After Vela 4 was launched, Klebasabel said he felt the need to test the anticoincidence electronics designed to keep the detectors from sounding the alarm when cosmic radiation passed through.
This was a horrendous task compared to the automated data analyses now performed on desktop computers: "We had to plow through old fashioned stack of computer listings which we stacked into books and went through by hand." Instead of graphs that would quickly show what happened, Klebasabel's people had to examine columns of numbers and look for significant changes.
"We had not progressed very deeply into the book when we found, much to my surprise, events that could not be explained as nuclear events," he continued.

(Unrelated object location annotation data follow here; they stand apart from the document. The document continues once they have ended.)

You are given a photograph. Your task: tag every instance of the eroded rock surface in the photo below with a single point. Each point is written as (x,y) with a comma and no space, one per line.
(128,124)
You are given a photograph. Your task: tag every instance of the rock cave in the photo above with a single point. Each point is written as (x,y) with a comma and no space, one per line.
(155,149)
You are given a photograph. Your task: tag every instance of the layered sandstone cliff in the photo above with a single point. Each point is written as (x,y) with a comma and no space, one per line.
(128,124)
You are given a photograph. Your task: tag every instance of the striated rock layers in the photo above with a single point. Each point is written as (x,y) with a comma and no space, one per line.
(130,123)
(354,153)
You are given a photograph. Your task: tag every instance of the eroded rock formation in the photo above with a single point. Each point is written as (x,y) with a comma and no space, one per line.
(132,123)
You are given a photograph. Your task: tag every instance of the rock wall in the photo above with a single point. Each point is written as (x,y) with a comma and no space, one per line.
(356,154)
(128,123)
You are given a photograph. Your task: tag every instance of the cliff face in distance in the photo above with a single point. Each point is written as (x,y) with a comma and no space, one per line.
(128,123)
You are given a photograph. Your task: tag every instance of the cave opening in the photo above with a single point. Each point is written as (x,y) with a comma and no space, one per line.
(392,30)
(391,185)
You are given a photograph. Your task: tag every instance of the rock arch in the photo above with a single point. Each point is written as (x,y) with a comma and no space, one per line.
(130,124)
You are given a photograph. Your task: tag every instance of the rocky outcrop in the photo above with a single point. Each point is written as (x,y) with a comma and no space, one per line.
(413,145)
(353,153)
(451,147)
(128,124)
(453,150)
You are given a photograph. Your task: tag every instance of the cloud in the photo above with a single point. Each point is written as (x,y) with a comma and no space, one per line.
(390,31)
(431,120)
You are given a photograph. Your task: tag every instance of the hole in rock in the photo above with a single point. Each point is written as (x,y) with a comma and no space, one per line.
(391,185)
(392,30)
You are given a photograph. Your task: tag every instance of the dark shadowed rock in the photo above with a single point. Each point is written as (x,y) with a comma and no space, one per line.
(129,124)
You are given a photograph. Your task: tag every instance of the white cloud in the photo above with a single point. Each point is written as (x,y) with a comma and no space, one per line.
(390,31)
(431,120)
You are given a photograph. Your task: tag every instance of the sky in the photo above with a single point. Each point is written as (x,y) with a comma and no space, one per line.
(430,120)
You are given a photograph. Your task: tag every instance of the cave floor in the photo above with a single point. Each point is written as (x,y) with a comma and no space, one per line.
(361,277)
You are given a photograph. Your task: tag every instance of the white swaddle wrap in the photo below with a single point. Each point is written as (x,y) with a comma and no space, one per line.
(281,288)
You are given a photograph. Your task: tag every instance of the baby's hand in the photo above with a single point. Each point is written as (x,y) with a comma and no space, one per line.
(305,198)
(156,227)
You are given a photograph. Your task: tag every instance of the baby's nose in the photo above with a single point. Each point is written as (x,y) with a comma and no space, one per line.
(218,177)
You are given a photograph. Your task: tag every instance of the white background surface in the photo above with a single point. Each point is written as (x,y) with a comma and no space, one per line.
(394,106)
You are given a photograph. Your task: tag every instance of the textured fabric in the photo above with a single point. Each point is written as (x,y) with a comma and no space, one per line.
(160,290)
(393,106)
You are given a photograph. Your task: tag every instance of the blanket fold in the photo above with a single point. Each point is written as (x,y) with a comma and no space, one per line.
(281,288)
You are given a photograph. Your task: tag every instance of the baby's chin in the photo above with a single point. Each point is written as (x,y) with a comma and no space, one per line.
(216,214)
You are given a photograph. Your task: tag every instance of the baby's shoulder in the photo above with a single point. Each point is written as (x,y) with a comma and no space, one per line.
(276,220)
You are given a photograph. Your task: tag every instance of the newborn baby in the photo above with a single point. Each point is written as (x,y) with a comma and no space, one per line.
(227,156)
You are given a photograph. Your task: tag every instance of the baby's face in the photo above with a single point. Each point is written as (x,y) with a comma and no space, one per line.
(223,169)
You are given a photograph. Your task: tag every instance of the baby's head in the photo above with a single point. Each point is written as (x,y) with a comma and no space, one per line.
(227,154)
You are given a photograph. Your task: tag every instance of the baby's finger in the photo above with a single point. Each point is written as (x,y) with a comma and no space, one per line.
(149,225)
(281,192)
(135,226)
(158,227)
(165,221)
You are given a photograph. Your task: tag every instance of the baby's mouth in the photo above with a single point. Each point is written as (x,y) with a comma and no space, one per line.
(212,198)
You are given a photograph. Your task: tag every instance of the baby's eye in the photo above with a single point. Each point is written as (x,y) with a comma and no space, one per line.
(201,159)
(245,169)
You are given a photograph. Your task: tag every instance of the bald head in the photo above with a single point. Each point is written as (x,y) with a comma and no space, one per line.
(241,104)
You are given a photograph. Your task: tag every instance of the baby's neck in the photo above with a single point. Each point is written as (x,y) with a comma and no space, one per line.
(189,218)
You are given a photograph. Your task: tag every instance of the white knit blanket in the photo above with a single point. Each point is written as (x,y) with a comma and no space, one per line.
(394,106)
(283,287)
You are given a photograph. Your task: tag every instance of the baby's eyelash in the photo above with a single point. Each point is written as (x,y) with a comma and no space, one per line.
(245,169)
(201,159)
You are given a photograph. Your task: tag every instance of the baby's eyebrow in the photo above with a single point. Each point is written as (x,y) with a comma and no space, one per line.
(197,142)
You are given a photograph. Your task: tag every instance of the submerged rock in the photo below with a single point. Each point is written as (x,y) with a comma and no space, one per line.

It was now mid-1969, and in data from July 2, 1967, Klebasabel found a spike in the data, a dip, a second spike, and a long, gradual tail off.
"One thing that was immediately apparent was that this was not a response to a clandestine nuclear test," Klebasabel said. His team checked for possible solar flares and supernovae and found none.
Luck intervened when the detectors aboard the Vela 5 satellite (the Vela 5b is pictured above) were incorrectly calibrated. They were more sensitive than planned, and Vela 5 recorded so much data that Klebasabel had to learn programming himself when no staff was available to help with programming computers to sort through the data.
"Rather rapidly we found a number of events," he said. With the timing between Vela 5 and 6 synchronized to within 1/64th of a second, the Vela team was able to triangulate the locations of the bursts by comparing differences in arrival times at widely separated satellites. What they found was that the bursts (as suspected) came from outside the solar system. Already, by their random scatter across the sky, the data hinted that the sources were out in the universe rather than in the galaxy.
That he was looking at a cosmic phenomenon was not obvious.
"It developed slowly and only became apparent by the time we developed the capability to get the location," Klebasabel said.
By 1973, when he was ready to publish his results in Nature and present them at the American Astronomical Society meeting, he had at least 16 confirmed bursts.
In the audience at the meeting was a young astrophysicist named Jerry Fishman.
"Right away I realized that if the detectors, which were so small (only an inch across), could see dozens of bursts per year, then by scaling up the size we could see a dozen a day," Fishman said. Balloon flights of larger detectors (equipped with beer cans to shield sensitive parts of the detectors) showed that something more was out there to be seen.
Encouraged by Dr. Thomas Cline of Goddard Space Flight Center, Fishman proposed building an all-sky monitor that would serve the other instruments on the Gamma Ray Observatory that were being planned. Renamed the Compton Gamma Ray Observatory, it was launched in 1991 and joined a wide array of Earth satellites and deep space probes that carried much smaller detectors. Over the last six years, this armada has opened the window on a new field of astronomy.
Fishman's all-sky monitor became the Burst and Transient Source Detector. Although its data are far more detailed than what Vela returned, the nearly 2,000 bursts seen by BATSE follow the same pattern observed in 1969.
The Vela satellites have long since passed into history (their monitoring role is handled by sensors aboard other military satellites), but they have left a legacy far greater than the night watchman role they were designed to fill.